-
Notifications
You must be signed in to change notification settings - Fork 10
Description
What happened:
My team utilizes the eks-node-monitoring agent to detect bad nodes and uses Karpenters Node Repair feature to replace those nodes. Karpenters Node Repair works by measuring a conditions LastTransitionTime against the preset toleration to determine when to take action.
We have encountered a case where more than one failing DCGM diag tests causes the LastTransitionTime to constantly reset, resulting in the Karpenter toleration to never be met and no repair to occur.

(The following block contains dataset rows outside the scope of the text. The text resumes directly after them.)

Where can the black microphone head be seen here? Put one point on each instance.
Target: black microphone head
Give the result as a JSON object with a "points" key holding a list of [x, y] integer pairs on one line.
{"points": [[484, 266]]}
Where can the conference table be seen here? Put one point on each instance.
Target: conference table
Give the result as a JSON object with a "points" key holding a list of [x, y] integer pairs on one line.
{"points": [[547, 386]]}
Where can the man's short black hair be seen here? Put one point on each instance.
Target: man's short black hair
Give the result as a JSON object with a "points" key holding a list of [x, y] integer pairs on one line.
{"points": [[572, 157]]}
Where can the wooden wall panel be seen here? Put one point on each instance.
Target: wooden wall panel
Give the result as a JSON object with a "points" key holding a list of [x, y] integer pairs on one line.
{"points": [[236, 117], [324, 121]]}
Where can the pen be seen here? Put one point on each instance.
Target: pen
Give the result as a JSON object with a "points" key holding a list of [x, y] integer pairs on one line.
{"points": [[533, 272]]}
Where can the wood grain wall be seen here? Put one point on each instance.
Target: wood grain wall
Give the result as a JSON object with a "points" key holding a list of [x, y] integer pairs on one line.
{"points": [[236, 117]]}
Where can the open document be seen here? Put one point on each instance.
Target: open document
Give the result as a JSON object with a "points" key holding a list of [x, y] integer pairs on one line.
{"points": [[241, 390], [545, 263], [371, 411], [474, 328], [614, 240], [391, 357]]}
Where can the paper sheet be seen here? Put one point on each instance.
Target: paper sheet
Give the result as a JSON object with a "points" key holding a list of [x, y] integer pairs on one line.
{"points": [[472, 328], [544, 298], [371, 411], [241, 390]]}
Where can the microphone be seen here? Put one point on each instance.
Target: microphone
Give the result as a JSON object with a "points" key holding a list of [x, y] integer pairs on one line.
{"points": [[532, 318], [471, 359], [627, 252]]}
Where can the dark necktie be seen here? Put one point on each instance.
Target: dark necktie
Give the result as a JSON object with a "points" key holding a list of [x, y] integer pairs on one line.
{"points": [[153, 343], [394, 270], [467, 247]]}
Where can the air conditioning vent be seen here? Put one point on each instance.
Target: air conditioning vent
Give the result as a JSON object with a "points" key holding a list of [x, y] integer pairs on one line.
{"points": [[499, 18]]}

Example node-monitoring agent logs:
{"level":"info","ts":"2026-01-29xxxx","msg":"sending condition to exporter","condition":{"Reason":"DCGMHealthCode101","Message":"DCGM detected issues in health check system with error code 101","Severity":"Fatal","MinOccurrences":0},"conditionType":"AcceleratedHardwareReady"}
{"level":"info","ts":"2026-01-29xxxx","msg":"sending condition to exporter","condition":{"Reason":"DCGMHealthCode4","Message":"DCGM detected issues in health check system with error code 4","Severity":"Fatal","MinOccurrences":0},"conditionType":"AcceleratedHardwareReady"}
Resulting description of the nodes status conditions:
$ kubectl describe node node_a | grep AcceleratedHardwareReady
AcceleratedHardwareReady False Wed, 28 Jan 2026 23:42:22 +0000 Wed, 28 Jan 2026 23:42:22 +0000 DCGMHealthCode4 DCGM detected issues in health check system with error code 4
$ kubectl describe node node_a | grep AcceleratedHardwareReady
AcceleratedHardwareReady False Wed, 28 Jan 2026 23:47:22 +0000 Wed, 28 Jan 2026 23:47:22 +0000 DCGMHealthCode4 DCGM detected issues in health check system with error code 4
$ kubectl describe node node_a | grep AcceleratedHardwareReady
AcceleratedHardwareReady False Wed, 28 Jan 2026 23:52:22 +0000 Wed, 28 Jan 2026 23:52:22 +0000 DCGMHealthCode4 DCGM detected issues in health check system with error code 4
What you expected to happen:
When the a node is failing a set of accelerated hardware tests, the entire failing set is considered a single condition such that the LastTransitionTime of the node doesnt change as long as all the same tests fail together. This would be much more representative of the timeline of a node's health
Example:
Timestamp_A: Node fails DCGM with error code 101 -> set AcceleratedHardwareReady = False AND set LastTransitionTime = Timestamp_A
Timestamp_B: Node fails DCGM with error code 101 and error code 4 -> set AcceleratedHardwareReady = False AND set LastTransitionTime = Timestamp_B
Timestamp_C: Node still fails DCGM with error code 101 and error code 4 -> set AcceleratedHardwareReady = False. Keep LastTransitionTime = Timestamp_B
Timestamp_D: Node still fails DCGM with error code 101 and error code 4 -> set AcceleratedHardwareReady = False. Keep LastTransitionTime = Timestamp_B
Timestamp_E: Node only fails DCGM with error code 4 -> set AcceleratedHardwareReady = False AND set LastTransitionTime = Timestamp_E
How to reproduce it (as minimally and precisely as possible):
Run node-monitoring agent on a GPU node that fails multiple dcgm diag tests. Observe how LastTransitionTime updates/
Environment:
- AWS Region: us-east-1
- Cluster Kubernetes version: 1.33
- Node Kubernetes version: 1.33
- EKS Node Monitoring Agent version:
v1.5.1-eksbuild.1